Gay rights activist Nikolai Alekseyev holds a sign reading “Homosexuality is not a perversion. Perversion is hockey on grass and ballet on ice.” (The Russian word “izvrashchenie” can mean both perversion and inversion.)

Moscow may become the next city to outlaw so-called homosexual propaganda, as the Moscow City Duma announced Thursday it will hold a roundtable discussion about creating a law similar to the one passed in St. Petersburg last month.

The decision to discuss the potential law was announced by the head of the legislature's health care committee, Lyudmila Stebenkova, who said discussions will begin Monday. Representatives from the legislatures of the Kostroma and Archangelsk regions, as well as the city of St. Petersburg will also attend the meeting.
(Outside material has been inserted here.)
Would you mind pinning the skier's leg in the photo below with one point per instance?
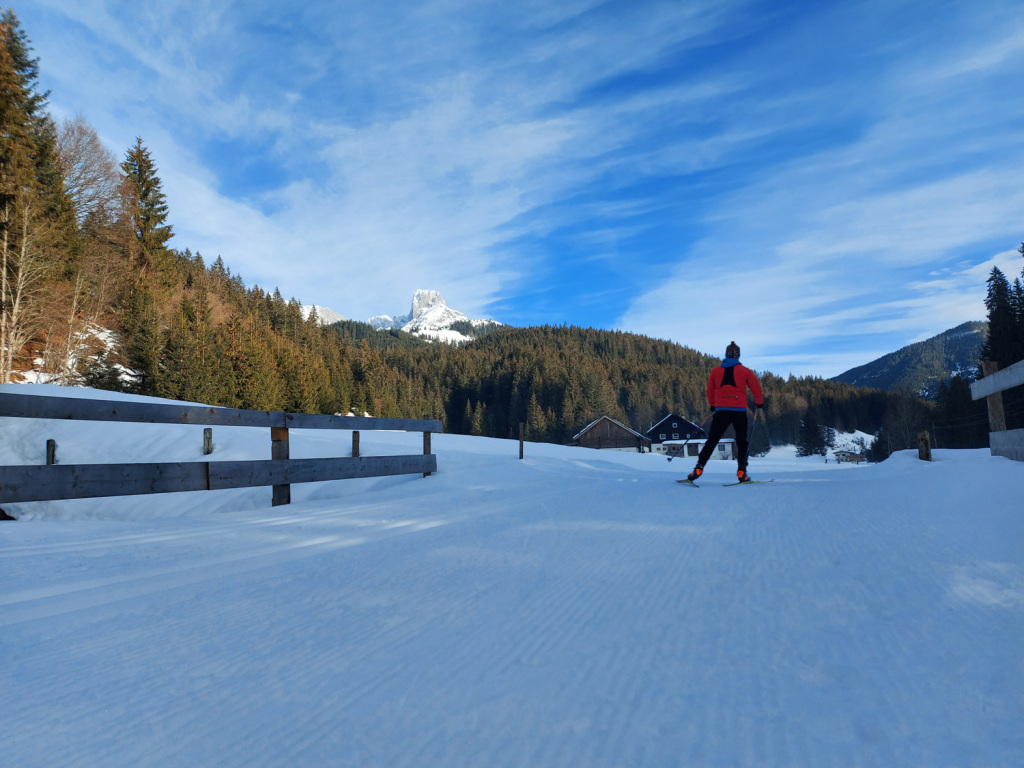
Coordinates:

These localities already have anti-homosexual laws in effect.

Gay rights activists condemned the move.

"The Moscow City Council also decided to disgrace itself like its Petersburg colleagues," chairman of the Russian LGBT Network Igor Kochetkov told Interfax. He said the law is a "shame for the legislature which highlights its incompetence."

Under the law that took effect in St. Petersburg in March, anyone found guilty of promoting homosexuality among minors can be fined from 5,000 ($170) to 50,000 rubles, or up to 500,000 rubles for legal entities. The law has been condemned by domestic and international human rights advocates and gay activists, and by Western governments.

The first arrests under the law were made in early April as demonstrators in one-man pickets held signs police said contained "propaganda of a homosexual nature."